3. Weighted P-value Calculation¶
The p-values are computed using weighted empirical distribution functions. By default, nonconform uses the classical (non-randomized) formula. The randomized variant [Jin & Candès, 2023] handles ties more gracefully:
# Randomized weighted p-value calculation (Jin & Candes 2023)
import numpy as np
def weighted_p_value(test_score, calibration_scores, calibration_weights, test_weight):
"""
Calculate weighted conformal p-value with randomized tie handling.
"""
# Count calibration scores strictly greater than test score
weighted_greater = np.sum(calibration_weights[calibration_scores > test_score])
# Handle ties: add random fraction of tied weights
tied_weights = np.sum(calibration_weights[calibration_scores == test_score])
u = np.random.uniform(0, 1)
# Randomized formula: strictly greater + U * (tied + test weight)
numerator = weighted_greater + u * (tied_weights + test_weight)
denominator = np.sum(calibration_weights) + test_weight
return numerator / denominator
Classical vs. Randomized
By default, Empirical() uses tie_break="classical" (non-randomized
formula). Valid values are "classical" and "randomized" (or
TieBreakMode.CLASSICAL / TieBreakMode.RANDOMIZED). None is not valid.

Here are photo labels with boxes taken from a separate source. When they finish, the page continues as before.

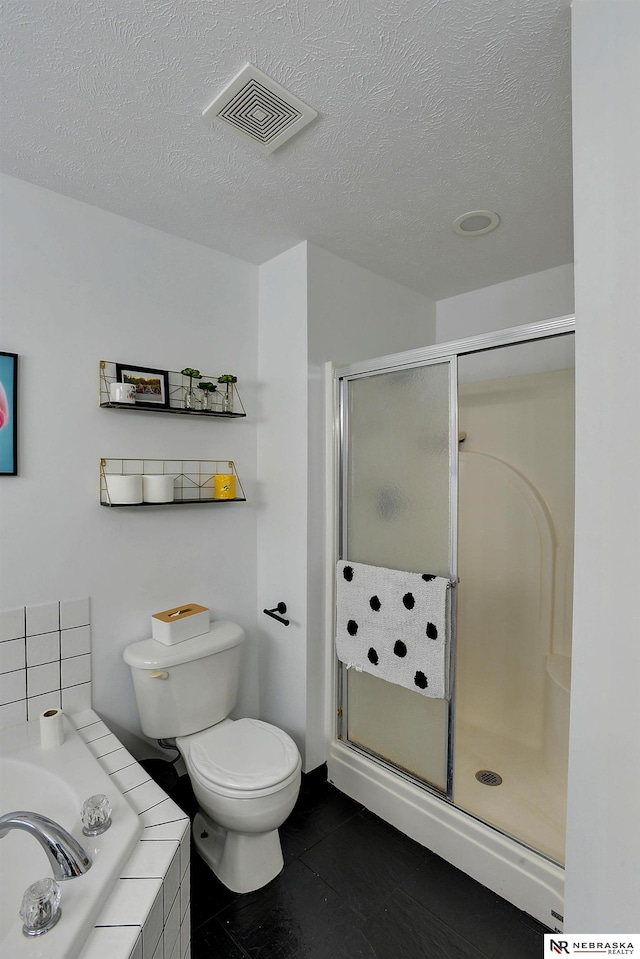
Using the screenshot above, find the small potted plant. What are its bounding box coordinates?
[198,380,218,413]
[180,366,202,410]
[218,373,238,413]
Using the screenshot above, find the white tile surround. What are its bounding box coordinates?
[69,709,191,959]
[0,599,191,959]
[0,599,91,728]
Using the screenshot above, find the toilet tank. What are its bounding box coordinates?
[124,620,245,739]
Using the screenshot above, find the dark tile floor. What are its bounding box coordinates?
[171,770,548,959]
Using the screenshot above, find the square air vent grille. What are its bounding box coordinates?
[202,63,317,153]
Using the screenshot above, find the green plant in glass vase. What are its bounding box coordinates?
[218,373,238,413]
[180,366,202,410]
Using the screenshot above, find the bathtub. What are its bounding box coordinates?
[0,716,141,959]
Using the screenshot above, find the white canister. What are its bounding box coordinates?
[106,473,142,506]
[109,383,136,403]
[142,473,176,503]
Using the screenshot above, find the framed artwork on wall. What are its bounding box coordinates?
[0,351,18,476]
[116,363,169,409]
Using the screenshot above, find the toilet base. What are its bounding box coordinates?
[193,810,284,892]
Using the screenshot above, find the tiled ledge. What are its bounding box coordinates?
[70,709,191,959]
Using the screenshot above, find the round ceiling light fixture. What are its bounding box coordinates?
[453,210,500,236]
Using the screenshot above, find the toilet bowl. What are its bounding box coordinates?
[124,621,302,892]
[176,719,301,892]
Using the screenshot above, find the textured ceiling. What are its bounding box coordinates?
[0,0,573,299]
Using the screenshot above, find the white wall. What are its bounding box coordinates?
[0,177,258,752]
[258,243,435,770]
[436,262,574,343]
[257,243,307,756]
[565,0,640,932]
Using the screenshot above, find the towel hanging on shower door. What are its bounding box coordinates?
[336,560,451,699]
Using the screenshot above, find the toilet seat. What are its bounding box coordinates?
[188,719,301,799]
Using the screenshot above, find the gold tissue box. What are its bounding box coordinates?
[151,603,211,646]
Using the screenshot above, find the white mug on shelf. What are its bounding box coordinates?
[142,473,177,503]
[109,383,136,403]
[104,473,142,506]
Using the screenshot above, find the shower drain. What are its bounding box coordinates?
[476,769,502,786]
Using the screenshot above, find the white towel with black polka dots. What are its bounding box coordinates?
[336,560,450,699]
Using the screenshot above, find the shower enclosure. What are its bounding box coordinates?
[329,318,574,928]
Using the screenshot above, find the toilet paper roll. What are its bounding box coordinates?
[40,709,64,749]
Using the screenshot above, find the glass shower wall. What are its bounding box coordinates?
[341,360,456,793]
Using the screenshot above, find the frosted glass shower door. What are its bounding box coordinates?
[341,360,456,792]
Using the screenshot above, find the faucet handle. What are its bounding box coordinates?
[81,793,111,836]
[20,879,62,936]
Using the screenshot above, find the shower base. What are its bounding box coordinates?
[453,722,566,863]
[328,741,564,932]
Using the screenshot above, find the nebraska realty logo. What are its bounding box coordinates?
[544,932,640,956]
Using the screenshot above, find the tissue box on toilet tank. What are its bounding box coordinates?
[151,603,211,646]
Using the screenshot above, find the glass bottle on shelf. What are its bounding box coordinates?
[198,383,216,413]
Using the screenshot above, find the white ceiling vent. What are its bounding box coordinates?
[202,63,318,153]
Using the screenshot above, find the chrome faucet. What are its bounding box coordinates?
[0,810,92,882]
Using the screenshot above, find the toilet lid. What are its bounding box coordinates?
[189,719,300,790]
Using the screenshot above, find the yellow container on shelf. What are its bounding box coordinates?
[213,473,236,499]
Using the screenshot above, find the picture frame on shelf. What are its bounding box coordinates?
[0,351,18,476]
[116,363,169,410]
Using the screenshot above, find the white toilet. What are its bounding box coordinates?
[124,621,301,892]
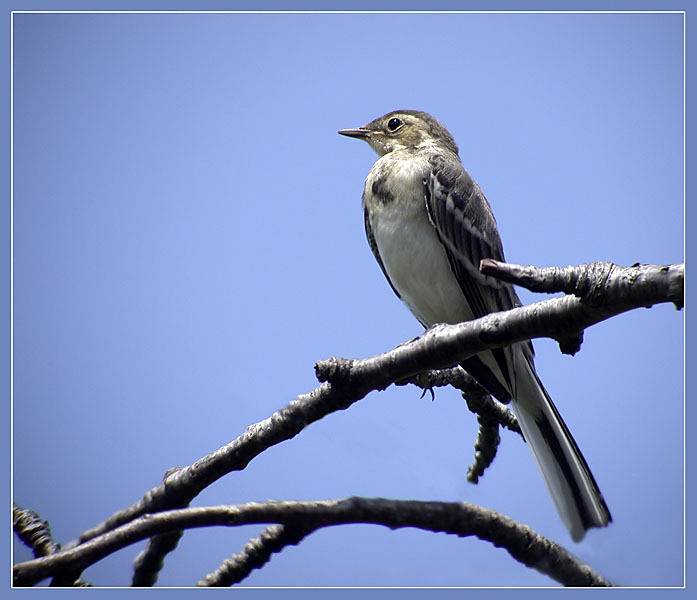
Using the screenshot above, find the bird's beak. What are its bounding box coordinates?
[337,127,372,140]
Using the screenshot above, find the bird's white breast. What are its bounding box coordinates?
[364,153,473,326]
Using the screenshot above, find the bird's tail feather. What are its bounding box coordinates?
[512,348,612,542]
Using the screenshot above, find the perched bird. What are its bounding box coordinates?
[339,110,612,541]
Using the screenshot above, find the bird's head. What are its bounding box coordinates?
[339,110,458,156]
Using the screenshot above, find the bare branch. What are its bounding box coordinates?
[12,502,60,558]
[197,525,316,587]
[38,265,684,584]
[13,498,612,586]
[479,258,685,309]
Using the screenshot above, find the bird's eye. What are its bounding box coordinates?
[387,117,404,131]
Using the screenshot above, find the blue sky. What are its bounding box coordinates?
[13,8,684,586]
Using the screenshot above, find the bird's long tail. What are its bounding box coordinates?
[512,348,612,542]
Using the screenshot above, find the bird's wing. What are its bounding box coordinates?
[424,153,533,400]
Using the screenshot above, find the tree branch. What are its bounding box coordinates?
[197,525,316,587]
[13,498,612,586]
[31,264,684,580]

For randomized smoothing as shown above, use
Empirical(tie_break="randomized"). With small calibration sets,
randomized smoothing is less conservative than the classical formula and
adds run-to-run variability; set a seed when reproducibility matters.
When to Use Weighted Conformal¶
Covariate Shift Scenarios¶
Use weighted conformal detection when the shift is primarily in P(X) and not in P(Y|X), for example:
- Domain Adaptation: Training on one domain, testing on another with stable anomaly mechanism
- Sampling/Selection Shift: Deployment sampling differs from calibration sampling (population mix changes)
- Subgroup Mixture Shift: Different subgroup prevalence between calibration and test data
- Time-based Deployment Changes: Different time periods, only if the change is mostly covariate shift and
P(Y|X)is still approximately stable
Do not treat generic temporal drift as automatically suitable for weighted conformal. If the anomaly mechanism itself changes (P(Y|X) shift), weighting alone is insufficient.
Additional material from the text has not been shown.